Pantai Kuta ini terletak di bagian selatan Pulau Lombok dan membutuhkan waktu kurang lebih 2 jam dari Mataram. Lokasinya tidak jauh dari Bandara Internasional Lombok. Selama perjalanan ke pantai ini, kami melewati rumah adat penduduk suku sasak yang atapnya terbuat dari ijuk.
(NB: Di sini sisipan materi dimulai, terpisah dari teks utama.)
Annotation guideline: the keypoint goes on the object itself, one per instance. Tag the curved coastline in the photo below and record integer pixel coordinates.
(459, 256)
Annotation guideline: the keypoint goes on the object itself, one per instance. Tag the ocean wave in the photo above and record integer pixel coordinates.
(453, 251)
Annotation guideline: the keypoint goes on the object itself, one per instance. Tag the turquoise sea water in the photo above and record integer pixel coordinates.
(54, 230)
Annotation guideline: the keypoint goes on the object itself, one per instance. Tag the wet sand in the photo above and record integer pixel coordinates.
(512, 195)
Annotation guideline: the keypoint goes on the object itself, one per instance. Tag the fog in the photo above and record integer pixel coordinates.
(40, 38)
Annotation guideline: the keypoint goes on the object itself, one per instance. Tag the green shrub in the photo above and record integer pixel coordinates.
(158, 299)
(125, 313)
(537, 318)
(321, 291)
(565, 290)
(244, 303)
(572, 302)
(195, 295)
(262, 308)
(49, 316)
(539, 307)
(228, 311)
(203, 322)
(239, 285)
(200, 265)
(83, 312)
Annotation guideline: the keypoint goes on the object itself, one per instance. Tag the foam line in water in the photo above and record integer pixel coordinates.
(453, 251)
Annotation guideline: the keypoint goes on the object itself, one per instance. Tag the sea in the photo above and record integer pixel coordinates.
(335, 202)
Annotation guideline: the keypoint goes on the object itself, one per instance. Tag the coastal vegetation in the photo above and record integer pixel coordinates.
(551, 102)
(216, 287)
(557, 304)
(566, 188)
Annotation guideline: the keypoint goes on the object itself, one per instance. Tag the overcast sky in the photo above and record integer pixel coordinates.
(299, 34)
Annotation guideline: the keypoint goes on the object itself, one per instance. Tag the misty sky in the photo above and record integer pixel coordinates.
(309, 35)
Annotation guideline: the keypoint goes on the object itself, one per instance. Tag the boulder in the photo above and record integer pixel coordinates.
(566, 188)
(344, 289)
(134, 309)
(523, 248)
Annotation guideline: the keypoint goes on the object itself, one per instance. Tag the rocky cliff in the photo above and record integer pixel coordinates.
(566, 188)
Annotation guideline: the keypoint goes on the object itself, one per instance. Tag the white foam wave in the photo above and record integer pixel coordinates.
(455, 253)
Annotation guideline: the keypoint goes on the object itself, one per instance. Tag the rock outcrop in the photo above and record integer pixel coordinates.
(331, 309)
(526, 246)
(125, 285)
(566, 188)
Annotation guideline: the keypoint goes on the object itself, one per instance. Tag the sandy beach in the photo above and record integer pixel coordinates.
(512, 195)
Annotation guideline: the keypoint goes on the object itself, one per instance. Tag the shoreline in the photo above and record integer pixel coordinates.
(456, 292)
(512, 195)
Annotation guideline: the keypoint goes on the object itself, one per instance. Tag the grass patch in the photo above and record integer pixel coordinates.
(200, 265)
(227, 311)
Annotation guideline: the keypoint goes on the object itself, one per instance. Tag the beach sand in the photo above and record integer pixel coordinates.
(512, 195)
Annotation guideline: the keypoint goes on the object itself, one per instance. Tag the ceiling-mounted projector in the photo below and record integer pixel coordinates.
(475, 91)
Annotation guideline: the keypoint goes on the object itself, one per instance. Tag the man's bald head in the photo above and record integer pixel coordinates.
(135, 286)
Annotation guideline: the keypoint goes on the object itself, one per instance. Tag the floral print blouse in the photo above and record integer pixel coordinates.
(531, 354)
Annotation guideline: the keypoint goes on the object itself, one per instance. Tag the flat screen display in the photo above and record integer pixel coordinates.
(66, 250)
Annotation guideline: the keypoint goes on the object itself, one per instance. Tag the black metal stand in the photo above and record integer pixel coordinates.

Sesampainya di pantai, hari sudah agak siang. Pesona pantai ini benar-benar luar biasa. Lautnya yang tampak biru kehijauan itu tampak tenang dan dangkal. Suasana pantai pun tampak lengang, hanya desir angin pantai dan tawa riang kami yang terdengar di sana. Uniknya, pasir pantai ini memiliki bentuk yang berbeda dari pantai lainnya, yakni berbentuk seperti merica. Tentu saja tak lupa aku membawanya segenggam dalam kaleng bekas minuman untuk oleh-oleh. Hehehehe. Tampak sebuah karang berdiri tegak di tengah laut. Di sisi lainnya, pantai ini dikelilingi oleh bukit-bukit hijau yang sungguh asri. Mengingatkanku akan perbukitan di dunia teletubbies J sungguh suasana melankolis yang membuatku ingin berpuisi dan jadi romantis. :p
Oh ya, di pantai ini juga terdapat sebuah hotel berbintang, yakni Novotel. Hotel milik perusahaan Prancis itu berdiri menghadap ke pantai. Bisa dibayangkan berapa harga menginap permalamnya dengan fasilitas yang memanjakan wisatawan yang benar-benar mendambakan ketenangan serta jauh dari hiruk-pikuknya perkotaan ini? yang jelas saya tak mampu untuk membayarnya. :p
Ketika teman-teman sedang asyik mandi di laut, aku bertugas menjaga barang-barang bawaan di pantai. Di bawah pohon yang cukup rindang, angin semilir berhembus. Matahari tak terlalu menyengat sinarnya kala itu. Seorang bocah laki-laki yang menjual aksesoris pun menghampiriku menawarkan barang dagangannya. Perbincangan singkat dengan bocah itu sempat membuatku trenyuh. Bocah yang kira-kira umur 10tahunan itu masih bersekolah dan berjualan ketika sepulang sekolah atau ketika hari libur. Aku pun membayangkan perjalanan daerah pantai ini yang jujur saja, agak sulit dijangkau, apalagi jika tidak menggunakan kendaraan pribadi. Berapa km yang harus ia tempuh untuk mendapatkan pendidikan dan bekerja seperti ini untuk menyambung hidup setiap harinya? Aku pun membandingkan dengan masa kecilku, hidup dan bersekolah di kota, tak perlu bekerja untuk sesuap nasi, namun aku kadang masih malas-malasan. Sungguh ironis. Dari bocah itu, aku belajar satu hal lagi tentang perjuangan hidup.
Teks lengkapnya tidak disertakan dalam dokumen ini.